Waar het naartoe gaat in de samenwerking? Als het aan De Heer ligt, worden alle hematologiestudies die toegevoegde waarde hebben voor het Flevoziekenhuis in ieder geval deels in Almere uitgevoerd. Zeker als het om relatief eenvoudig uit te voeren studies gaat.
“De samenwerking verloopt nu al goed, maar er zit nog veel meer in”, meent Kater: “Ik zie graag dat de trialbureaus van beide ziekenhuizen inhoudelijk echt één groep gaan vormen. Eén gemeenschappelijk onderzoeksbureau voor beide ziekenhuizen? Er zitten vast haken en ogen aan, maar ik zou het als onderzoeker een logische stap vinden.”

Mevrouw Otto-Smits (87):

“Ik kon de dokter wel om zijn hals vliegen”
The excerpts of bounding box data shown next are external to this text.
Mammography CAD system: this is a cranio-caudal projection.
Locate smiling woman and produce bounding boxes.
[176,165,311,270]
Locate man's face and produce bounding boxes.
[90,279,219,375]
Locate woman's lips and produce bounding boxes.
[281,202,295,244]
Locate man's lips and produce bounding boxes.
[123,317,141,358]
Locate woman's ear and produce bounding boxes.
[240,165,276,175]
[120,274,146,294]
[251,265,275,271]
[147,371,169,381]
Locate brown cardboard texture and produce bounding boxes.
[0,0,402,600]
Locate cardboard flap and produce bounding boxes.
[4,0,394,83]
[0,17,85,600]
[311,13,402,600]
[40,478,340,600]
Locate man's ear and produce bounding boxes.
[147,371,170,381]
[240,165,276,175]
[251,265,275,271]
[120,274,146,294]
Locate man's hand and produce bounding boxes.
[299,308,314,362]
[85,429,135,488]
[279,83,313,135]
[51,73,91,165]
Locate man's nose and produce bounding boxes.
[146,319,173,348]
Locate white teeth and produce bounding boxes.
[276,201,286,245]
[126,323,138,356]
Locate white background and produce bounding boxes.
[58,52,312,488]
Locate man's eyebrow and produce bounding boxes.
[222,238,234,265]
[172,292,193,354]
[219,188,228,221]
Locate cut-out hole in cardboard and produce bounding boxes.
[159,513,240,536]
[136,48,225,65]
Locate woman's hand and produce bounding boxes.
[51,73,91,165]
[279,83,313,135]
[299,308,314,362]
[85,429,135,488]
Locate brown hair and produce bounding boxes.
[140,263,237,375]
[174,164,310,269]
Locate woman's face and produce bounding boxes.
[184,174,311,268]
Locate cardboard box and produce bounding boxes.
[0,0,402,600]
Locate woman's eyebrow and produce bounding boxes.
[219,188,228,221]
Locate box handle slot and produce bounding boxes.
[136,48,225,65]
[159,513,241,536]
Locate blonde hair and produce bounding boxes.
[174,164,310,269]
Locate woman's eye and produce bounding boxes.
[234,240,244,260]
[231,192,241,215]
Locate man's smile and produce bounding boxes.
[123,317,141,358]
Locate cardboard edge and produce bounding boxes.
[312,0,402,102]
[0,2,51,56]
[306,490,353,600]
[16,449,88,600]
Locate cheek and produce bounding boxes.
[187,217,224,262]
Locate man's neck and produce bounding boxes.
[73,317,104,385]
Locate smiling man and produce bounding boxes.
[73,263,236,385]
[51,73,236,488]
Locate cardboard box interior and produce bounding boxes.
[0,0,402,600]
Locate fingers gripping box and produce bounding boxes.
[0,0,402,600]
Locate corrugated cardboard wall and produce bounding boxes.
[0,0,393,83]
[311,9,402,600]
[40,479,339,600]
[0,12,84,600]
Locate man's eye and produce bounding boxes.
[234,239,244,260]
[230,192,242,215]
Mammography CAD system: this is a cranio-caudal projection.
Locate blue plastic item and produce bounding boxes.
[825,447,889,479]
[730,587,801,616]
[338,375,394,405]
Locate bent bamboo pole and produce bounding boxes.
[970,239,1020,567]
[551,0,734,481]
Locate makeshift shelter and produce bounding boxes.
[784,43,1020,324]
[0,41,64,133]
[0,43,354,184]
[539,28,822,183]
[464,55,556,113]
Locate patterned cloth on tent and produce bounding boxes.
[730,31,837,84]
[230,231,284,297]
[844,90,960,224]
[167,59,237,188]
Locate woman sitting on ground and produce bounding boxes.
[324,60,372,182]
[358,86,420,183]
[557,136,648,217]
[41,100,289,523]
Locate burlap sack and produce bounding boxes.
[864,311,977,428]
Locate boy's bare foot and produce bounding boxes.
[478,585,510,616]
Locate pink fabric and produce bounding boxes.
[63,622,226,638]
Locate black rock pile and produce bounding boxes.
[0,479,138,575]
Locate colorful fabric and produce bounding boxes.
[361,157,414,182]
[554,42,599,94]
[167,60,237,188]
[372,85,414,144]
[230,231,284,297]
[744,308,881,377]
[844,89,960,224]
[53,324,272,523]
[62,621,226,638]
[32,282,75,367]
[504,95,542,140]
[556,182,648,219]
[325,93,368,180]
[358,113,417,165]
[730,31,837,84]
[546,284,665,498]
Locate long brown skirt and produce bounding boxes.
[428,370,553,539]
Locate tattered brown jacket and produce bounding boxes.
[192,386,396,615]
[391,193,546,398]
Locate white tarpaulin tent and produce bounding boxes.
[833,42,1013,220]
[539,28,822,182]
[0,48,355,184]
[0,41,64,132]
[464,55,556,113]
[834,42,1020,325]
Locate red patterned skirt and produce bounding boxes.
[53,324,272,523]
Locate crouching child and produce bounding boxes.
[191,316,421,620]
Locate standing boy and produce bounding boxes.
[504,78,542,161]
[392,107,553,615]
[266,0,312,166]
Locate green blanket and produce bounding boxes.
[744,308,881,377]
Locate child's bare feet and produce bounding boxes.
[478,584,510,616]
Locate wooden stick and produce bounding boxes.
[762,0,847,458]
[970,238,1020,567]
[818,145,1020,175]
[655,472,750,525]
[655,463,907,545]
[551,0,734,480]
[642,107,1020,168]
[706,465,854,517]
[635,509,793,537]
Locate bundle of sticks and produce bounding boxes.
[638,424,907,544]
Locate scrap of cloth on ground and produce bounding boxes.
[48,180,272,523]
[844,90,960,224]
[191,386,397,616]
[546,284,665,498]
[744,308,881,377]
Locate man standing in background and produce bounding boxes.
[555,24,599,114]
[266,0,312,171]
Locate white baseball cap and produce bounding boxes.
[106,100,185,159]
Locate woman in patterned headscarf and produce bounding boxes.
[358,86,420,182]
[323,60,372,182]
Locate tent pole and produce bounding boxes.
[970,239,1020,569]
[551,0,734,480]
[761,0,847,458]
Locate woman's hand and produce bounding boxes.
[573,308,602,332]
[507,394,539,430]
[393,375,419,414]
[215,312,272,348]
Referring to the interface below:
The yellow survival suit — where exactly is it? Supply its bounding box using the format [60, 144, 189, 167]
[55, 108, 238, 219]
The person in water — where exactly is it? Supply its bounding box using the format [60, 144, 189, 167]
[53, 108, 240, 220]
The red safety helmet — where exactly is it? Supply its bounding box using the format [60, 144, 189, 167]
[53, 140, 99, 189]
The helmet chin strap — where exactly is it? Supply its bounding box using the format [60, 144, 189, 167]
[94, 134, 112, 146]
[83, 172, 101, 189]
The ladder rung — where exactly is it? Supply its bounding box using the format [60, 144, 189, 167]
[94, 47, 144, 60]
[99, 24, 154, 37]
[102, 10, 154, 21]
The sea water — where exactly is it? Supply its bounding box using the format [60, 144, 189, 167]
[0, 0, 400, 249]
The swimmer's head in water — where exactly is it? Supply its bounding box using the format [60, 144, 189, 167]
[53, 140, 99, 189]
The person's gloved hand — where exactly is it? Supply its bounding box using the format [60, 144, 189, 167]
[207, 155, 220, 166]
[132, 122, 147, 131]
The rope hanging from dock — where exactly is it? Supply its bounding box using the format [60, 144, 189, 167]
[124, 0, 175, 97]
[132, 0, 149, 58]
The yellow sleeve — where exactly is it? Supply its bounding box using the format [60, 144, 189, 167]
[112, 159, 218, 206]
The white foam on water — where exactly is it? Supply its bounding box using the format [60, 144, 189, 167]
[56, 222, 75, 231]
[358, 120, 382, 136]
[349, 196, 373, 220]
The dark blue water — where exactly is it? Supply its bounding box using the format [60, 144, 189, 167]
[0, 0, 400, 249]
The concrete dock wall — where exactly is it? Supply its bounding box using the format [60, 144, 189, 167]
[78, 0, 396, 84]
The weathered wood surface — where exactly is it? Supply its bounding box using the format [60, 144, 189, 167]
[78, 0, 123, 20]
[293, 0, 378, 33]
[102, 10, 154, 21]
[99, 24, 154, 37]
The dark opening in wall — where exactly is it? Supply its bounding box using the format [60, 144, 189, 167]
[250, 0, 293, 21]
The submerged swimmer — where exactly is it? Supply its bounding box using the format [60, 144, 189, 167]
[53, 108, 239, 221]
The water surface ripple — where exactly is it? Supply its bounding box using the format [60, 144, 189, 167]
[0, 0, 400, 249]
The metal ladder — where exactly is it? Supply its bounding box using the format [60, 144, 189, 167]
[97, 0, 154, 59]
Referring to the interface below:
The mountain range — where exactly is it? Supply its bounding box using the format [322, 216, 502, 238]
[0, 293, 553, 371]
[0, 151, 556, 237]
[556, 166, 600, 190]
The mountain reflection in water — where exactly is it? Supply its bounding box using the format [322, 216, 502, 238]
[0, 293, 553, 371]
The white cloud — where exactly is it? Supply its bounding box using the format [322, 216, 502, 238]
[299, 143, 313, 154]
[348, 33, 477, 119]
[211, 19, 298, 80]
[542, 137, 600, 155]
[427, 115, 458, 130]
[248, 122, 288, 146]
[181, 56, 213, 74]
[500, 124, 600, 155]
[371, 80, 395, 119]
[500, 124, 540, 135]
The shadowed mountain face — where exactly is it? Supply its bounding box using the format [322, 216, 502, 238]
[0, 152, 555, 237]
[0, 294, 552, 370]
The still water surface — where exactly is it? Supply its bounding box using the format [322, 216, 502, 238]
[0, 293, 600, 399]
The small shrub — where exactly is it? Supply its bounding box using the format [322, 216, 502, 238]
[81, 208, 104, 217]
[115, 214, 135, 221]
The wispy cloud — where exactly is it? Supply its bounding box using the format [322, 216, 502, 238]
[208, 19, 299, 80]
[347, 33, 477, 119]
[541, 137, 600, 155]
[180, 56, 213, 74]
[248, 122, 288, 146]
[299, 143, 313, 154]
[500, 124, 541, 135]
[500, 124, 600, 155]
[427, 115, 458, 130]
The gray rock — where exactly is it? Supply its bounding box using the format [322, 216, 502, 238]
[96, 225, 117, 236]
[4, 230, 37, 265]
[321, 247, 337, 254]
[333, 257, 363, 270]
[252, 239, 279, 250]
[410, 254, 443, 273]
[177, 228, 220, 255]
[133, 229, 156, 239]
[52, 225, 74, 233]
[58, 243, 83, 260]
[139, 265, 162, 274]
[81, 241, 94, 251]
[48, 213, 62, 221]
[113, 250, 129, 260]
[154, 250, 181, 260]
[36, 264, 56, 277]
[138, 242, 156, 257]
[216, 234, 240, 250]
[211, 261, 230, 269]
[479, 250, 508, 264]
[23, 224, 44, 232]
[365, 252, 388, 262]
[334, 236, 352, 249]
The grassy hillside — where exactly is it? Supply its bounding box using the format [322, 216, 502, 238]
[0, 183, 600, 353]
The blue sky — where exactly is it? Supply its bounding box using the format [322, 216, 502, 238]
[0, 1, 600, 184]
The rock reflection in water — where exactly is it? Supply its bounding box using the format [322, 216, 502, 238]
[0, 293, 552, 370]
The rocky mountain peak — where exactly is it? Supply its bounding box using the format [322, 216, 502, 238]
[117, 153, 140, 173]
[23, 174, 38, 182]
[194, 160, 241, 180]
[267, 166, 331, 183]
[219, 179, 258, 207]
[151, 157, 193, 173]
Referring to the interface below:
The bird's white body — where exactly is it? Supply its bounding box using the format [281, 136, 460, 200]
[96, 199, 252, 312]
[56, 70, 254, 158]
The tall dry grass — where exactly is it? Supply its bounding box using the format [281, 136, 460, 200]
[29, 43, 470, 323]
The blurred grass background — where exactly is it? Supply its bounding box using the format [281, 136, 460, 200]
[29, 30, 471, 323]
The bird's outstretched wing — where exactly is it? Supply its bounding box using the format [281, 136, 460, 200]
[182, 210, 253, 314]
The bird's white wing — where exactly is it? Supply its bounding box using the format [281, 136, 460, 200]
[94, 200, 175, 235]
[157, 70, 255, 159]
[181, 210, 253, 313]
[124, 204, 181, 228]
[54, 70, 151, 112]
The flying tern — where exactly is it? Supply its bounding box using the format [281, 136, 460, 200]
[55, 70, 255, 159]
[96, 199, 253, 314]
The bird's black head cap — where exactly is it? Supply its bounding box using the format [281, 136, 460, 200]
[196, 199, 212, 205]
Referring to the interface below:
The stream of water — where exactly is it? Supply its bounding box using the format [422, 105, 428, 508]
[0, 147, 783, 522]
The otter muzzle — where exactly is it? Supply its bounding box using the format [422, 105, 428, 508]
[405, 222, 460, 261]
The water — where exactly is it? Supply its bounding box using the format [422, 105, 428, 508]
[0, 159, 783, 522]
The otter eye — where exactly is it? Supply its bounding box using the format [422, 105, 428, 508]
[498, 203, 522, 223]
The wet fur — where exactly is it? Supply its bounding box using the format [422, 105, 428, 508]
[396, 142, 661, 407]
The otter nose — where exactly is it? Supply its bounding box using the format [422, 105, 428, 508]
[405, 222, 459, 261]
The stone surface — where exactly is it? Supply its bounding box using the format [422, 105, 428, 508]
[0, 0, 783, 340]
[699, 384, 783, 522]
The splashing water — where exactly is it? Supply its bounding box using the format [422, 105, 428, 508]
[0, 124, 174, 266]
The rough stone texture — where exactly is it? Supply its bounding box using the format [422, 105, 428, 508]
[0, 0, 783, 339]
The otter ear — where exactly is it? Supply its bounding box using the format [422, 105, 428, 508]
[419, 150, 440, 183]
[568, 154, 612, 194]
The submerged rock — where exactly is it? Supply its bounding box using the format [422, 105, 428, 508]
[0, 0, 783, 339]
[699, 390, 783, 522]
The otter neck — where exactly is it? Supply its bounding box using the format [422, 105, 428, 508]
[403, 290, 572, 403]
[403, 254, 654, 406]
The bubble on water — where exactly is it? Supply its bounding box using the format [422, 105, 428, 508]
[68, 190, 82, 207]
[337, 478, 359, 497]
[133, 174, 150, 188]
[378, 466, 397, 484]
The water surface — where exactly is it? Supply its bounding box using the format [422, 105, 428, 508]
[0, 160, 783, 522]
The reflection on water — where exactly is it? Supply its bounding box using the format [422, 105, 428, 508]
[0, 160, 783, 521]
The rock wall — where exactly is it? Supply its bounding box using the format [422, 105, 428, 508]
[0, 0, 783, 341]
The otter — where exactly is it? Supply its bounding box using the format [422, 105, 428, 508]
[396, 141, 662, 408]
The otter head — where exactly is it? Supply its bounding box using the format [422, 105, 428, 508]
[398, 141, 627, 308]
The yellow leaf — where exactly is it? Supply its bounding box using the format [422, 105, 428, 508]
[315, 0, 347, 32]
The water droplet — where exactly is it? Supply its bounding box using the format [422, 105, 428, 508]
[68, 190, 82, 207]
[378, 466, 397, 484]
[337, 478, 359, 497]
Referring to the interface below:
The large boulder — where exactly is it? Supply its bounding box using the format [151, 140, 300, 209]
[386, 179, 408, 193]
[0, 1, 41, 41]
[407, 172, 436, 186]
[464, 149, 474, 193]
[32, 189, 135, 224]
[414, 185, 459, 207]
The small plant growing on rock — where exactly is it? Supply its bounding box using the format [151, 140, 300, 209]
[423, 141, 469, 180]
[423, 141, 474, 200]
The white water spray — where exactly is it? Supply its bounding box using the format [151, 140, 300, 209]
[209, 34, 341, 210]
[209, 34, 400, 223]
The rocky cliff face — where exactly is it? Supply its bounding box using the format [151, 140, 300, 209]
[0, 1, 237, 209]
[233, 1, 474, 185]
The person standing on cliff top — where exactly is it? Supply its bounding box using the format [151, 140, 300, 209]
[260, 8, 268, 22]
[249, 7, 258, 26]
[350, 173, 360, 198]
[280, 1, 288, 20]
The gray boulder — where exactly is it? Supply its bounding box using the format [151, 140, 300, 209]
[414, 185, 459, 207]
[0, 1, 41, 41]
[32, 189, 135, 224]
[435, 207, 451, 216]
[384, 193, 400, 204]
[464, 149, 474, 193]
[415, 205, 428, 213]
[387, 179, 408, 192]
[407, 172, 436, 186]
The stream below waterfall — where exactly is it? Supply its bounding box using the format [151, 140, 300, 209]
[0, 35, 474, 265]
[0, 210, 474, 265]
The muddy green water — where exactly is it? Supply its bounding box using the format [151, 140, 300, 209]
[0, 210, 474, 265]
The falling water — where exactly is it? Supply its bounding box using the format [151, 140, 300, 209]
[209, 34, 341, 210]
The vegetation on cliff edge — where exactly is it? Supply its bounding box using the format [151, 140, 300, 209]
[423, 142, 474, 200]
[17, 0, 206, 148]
“Elk jaar checkt de huisarts mijn gezondheid. Bij de laatste check werd leukemie geconstateerd. Ik werd doorverwezen naar dokter Koen de Heer, die vroeg of ik wilde meedoen aan een studie. ‘Als een dokter mij hiervoor uitnodigt en ik mijzelf en andere patiënten er mee kan helpen, dan doe ik dat’, antwoordde ik. Die studie begon in april 2021. Elke week werd ik drie keer geprikt. Voor mij goed te doen, want ik rij nog auto en het is maar vijf minuten reizen. Ik kreeg ook tabletten, eerst lichte, maar later steeds zwaardere. Daar heb ik een tijdje flinke maagdarmklachten van gekregen. Heel vervelend, maar ik moest ze wel blijven slikken. De klachten verdwenen, maar in oktober vorig jaar kwam ik ineens met een dubbele longontsteking in het ziekenhuis terecht. Toen het beter leek te gaan mocht ik weer naar huis, maar daar werd ik al snel zo beroerd dat mijn man ervoor heeft gezorgd dat ik weer snel opgehaald werd. Ik heb toen echt ‘op het kantje’ gelegen. Gelukkig kwam het goed.

Martijn Gijsbertsen


Een tijdje geleden kwam de dokter me met een stralende lach uit de wachtkamer ophalen. “Jongedame, ik ben zo blij, want de leukemie is weg”, zei hij toen. Ik kon hem wel om zijn hals vliegen! De laatste loodjes vond ik best zwaar, maar de behandeling is nu klaar. Ik moet wel om de drie maanden voor controle naar het ziekenhuis blijven gaan, zei de dokter tegen me. Dat vind ik ook wel geruststellend.”